The sixth grade class at The Anderson School will soon begin their last unit of the year, Ray Bradbury’s Fahrenheit 451. Bradbury wrote 451 as a warning of a future where people willingly trade in their books for television. T.V. shows, says Bradley, are “making us dumber. They don’t give us information, they give us facts, factoids.” Fast forward to 2012, where our lives are full of smart phones, iPads, and computers. They don’t compare, says Bradley, to books. “Nothing a computer can do can compare to a book. You can’t really put a book on the Internet…All the computer can give you is a manuscript. People don’t want to read manuscripts. They want to read books.
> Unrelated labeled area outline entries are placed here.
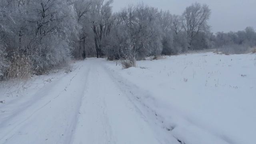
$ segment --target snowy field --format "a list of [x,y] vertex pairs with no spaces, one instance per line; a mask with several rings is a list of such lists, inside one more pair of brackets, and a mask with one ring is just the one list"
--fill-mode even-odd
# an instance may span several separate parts
[[188,54],[137,65],[123,70],[89,58],[70,73],[2,84],[0,144],[255,141],[256,54]]

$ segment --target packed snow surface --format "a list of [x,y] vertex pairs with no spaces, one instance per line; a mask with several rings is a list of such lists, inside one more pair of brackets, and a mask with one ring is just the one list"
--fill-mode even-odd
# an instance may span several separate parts
[[0,144],[249,144],[256,55],[89,58],[0,88]]

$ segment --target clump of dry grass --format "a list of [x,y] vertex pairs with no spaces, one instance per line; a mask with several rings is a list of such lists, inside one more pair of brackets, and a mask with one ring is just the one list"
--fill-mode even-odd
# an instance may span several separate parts
[[10,63],[5,74],[4,77],[6,79],[28,79],[33,74],[32,62],[24,55],[20,56],[14,53]]
[[153,59],[154,60],[158,60],[166,58],[166,57],[164,56],[155,56]]
[[136,60],[135,58],[122,60],[121,62],[123,69],[136,67]]
[[256,47],[252,49],[252,53],[253,54],[256,54]]

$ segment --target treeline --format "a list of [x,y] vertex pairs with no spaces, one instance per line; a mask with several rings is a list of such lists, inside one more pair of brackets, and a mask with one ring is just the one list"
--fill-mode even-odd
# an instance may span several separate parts
[[72,58],[107,57],[131,62],[188,50],[229,47],[243,51],[256,45],[256,33],[250,27],[237,32],[211,32],[207,22],[211,10],[206,5],[193,4],[178,16],[143,3],[114,13],[112,2],[1,0],[2,79],[41,74]]

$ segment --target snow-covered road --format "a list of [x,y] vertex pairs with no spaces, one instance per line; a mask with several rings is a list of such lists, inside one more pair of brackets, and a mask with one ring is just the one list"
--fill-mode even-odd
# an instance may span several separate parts
[[79,62],[28,101],[1,106],[16,104],[0,114],[0,144],[162,143],[102,61]]

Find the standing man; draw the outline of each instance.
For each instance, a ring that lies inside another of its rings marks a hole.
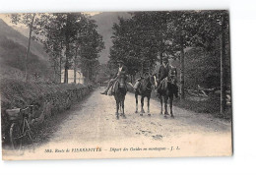
[[[124,76],[125,80],[127,79],[126,72],[127,72],[127,67],[124,65],[124,62],[119,60],[117,61],[118,64],[118,71],[115,74],[114,78],[112,78],[107,85],[106,89],[103,92],[100,92],[101,94],[107,94],[108,89],[113,86],[114,82],[121,76]]]
[[[177,86],[177,69],[171,65],[169,65],[168,58],[164,57],[161,66],[159,70],[159,88],[160,90],[162,80],[168,77],[169,72],[171,72],[171,83],[174,86],[174,95],[176,98],[178,97],[178,86]]]

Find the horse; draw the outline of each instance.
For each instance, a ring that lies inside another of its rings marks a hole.
[[[174,88],[175,86],[173,84],[174,75],[170,70],[168,72],[168,76],[160,83],[160,88],[158,89],[159,98],[160,99],[160,114],[162,114],[162,97],[164,99],[164,117],[166,118],[169,115],[167,111],[167,102],[169,99],[169,110],[170,116],[174,118],[173,111],[172,111],[172,101],[174,96]]]
[[[114,84],[114,98],[115,98],[115,102],[116,102],[116,119],[119,119],[119,107],[120,107],[120,112],[121,112],[121,116],[123,116],[123,118],[125,118],[125,114],[124,114],[124,100],[125,100],[125,95],[127,92],[127,88],[125,85],[125,78],[124,77],[120,77],[119,79],[117,79],[116,83]]]
[[[149,75],[146,78],[142,79],[142,82],[139,88],[135,90],[135,99],[136,99],[136,110],[135,113],[138,113],[138,95],[141,95],[141,113],[140,115],[143,116],[144,111],[144,98],[148,98],[148,116],[151,116],[150,113],[150,99],[151,99],[151,92],[152,87],[154,84],[154,76]]]

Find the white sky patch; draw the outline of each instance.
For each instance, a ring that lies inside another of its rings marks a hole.
[[[96,14],[99,14],[100,12],[85,12],[84,14],[88,14],[90,16],[95,16]],[[17,27],[25,27],[22,24],[12,24],[11,18],[9,17],[11,14],[0,14],[0,19],[2,19],[8,26],[17,26]]]

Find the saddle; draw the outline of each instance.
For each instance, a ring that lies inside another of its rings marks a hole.
[[[116,87],[118,87],[118,86],[119,86],[119,88],[124,88],[126,89],[126,91],[128,91],[127,83],[126,83],[126,82],[122,82],[122,81],[120,81],[120,79],[119,79],[119,80],[116,80],[116,81],[114,82],[114,84],[110,87],[110,88],[109,88],[108,91],[107,91],[107,95],[109,95],[109,96],[113,95],[113,94],[115,93]]]

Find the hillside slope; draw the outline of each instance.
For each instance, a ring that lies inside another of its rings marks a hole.
[[[0,35],[6,36],[8,39],[11,39],[25,47],[28,46],[28,37],[8,26],[2,19],[0,19]],[[48,60],[48,55],[44,52],[42,44],[36,41],[32,41],[31,52],[37,55],[41,60]]]
[[[25,78],[28,38],[0,19],[0,78]],[[32,41],[28,57],[28,73],[50,78],[48,56],[42,45]]]
[[[92,17],[96,22],[97,31],[102,35],[105,49],[101,51],[98,61],[105,64],[109,60],[109,48],[112,46],[113,24],[118,23],[118,17],[131,18],[127,12],[103,12]]]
Books smell good. They look good. You can press it to your bosom. You can carry it in your pocket.”
It is in this spirit that the sixth grade class will be embarking on a “Tech Turn-off Week,” from May 29-June 3. Students are asked to turn off their computer games, their smart phones, their iPads and e-books. They’ll be reflecting on their feelings, anxieties, and the activities that fill their tech-free lives.
Of course, some technology keeps us safe, and is required. I’m turning off my technology, too, but I’ll keep my phone with me, in case my two-year-old should need me. Any school-related computer work is allowed, too, such as research or typed reports.
This tech turn-off will allow students to to reflect on the role of technology in their experience of the world, and how it affects their identities. This week, we’re asking students to log the time they spend on their various pieces of technology, and we encourage you to do the same.